# Other Aquarium Forums > Freshwater Fauna > Cyprinids >  Panda Garra (Garra flavatra)

## uklau

Hi, I saw the above mentioned when visiting LFS over the weekend. Heard that they are algae eater. What algae do they eat & how big will they grow? Thanks.

----------


## Quixotic

According to reports from aquarists, probably green spot or brown algae. They are found in clear pools with rocky bottoms.

But I think as with other algae eaters, sooner or later, they will prefer whatever food you feed to other fishes.

Fisbase listed their size as 6.2 cm SL but I think may be larger as seen from different shipments. From untrained eye, could be 7 to 8 cm SL, can't be sure. I wouldn't suggest for a tank smaller than 2 feet.

----------


## uklau

Thanks for the information & sharing your opinion, Quixotic. :Jump for joy:

----------


## StanChung

Mostly brown algae and they will skim dead skin off you when you put your hand in the tank to do something. Their mouth shape is unique. )).
They are also a menace to fish like discus and will eat their slime relentlessly. So be careful when mixing these guys with bigger fish.

----------


## uklau

Thanks for the note, bro Stan. You guys are very helpful :Jump for joy:  .

----------


## Plantbrain

I've had them and they are not the nicest fish to others, nor themselves really, they did poorly with various algae offered.
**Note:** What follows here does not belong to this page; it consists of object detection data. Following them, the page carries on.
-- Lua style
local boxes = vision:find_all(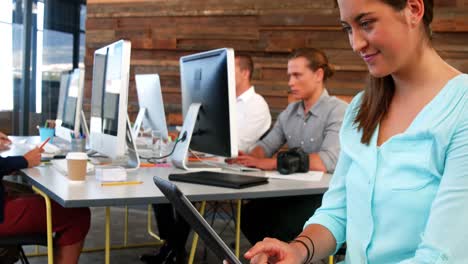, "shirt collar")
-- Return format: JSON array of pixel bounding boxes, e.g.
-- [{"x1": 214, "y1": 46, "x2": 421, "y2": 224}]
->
[
  {"x1": 237, "y1": 86, "x2": 255, "y2": 102},
  {"x1": 297, "y1": 89, "x2": 330, "y2": 116}
]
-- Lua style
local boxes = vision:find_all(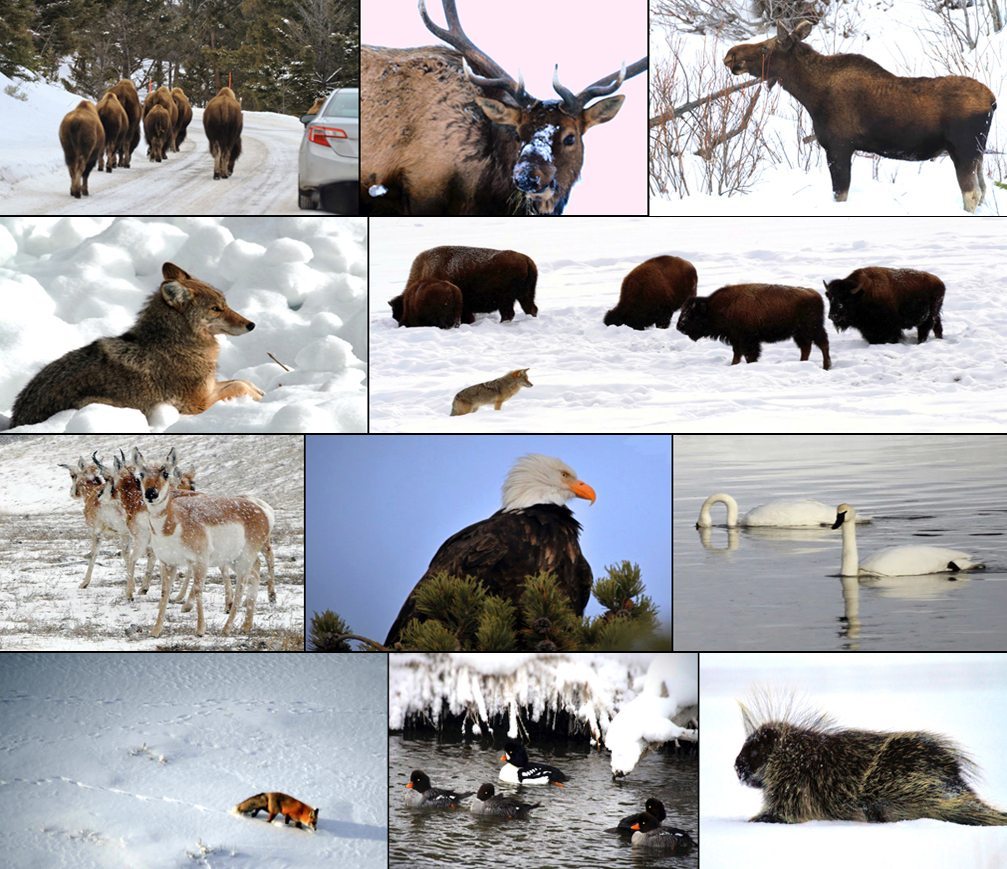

I not longer keep them as result.They will nibble on skin.
So will Rosy barbs, well, arm hair they will.

Regards, 
Tom Barr

----------


## uklau

Thanks for sharing your experience, Tom. From my personal experience, Otocinclus is an indispensable algae eater. Yamato shrimps are good in getting rid of those hair algae (although not all type of hair algae). SAE is good to have but it tends to grow big & fight with other fishes for fish food (which I gave it away to someone with a big pond).

Any other good algae eater to recommend for a planted tank? Thanks.

----------


## PeterGwee

If you grow plants well and meet their needs, you shouldn't need any algae eating critters.

Regards,
Peter Gwee

----------


## StanChung

Even if you get any, it should be on the glass where you can scrape or on the old leaves that you should trim IMHO.

----------


## uklau

I fully agreed with both of you, Peter & Stan. Poor me that I'm still learning to maintain a good & stable plant growth.... juggling between lightings, CO2 & nutrients. So, while waiting for me to master the skill (i believe it's going to take a quite some time), having good algae eaters will be the best bet for me. 

Thanks for sharing, guys :Jump for joy:  .

----------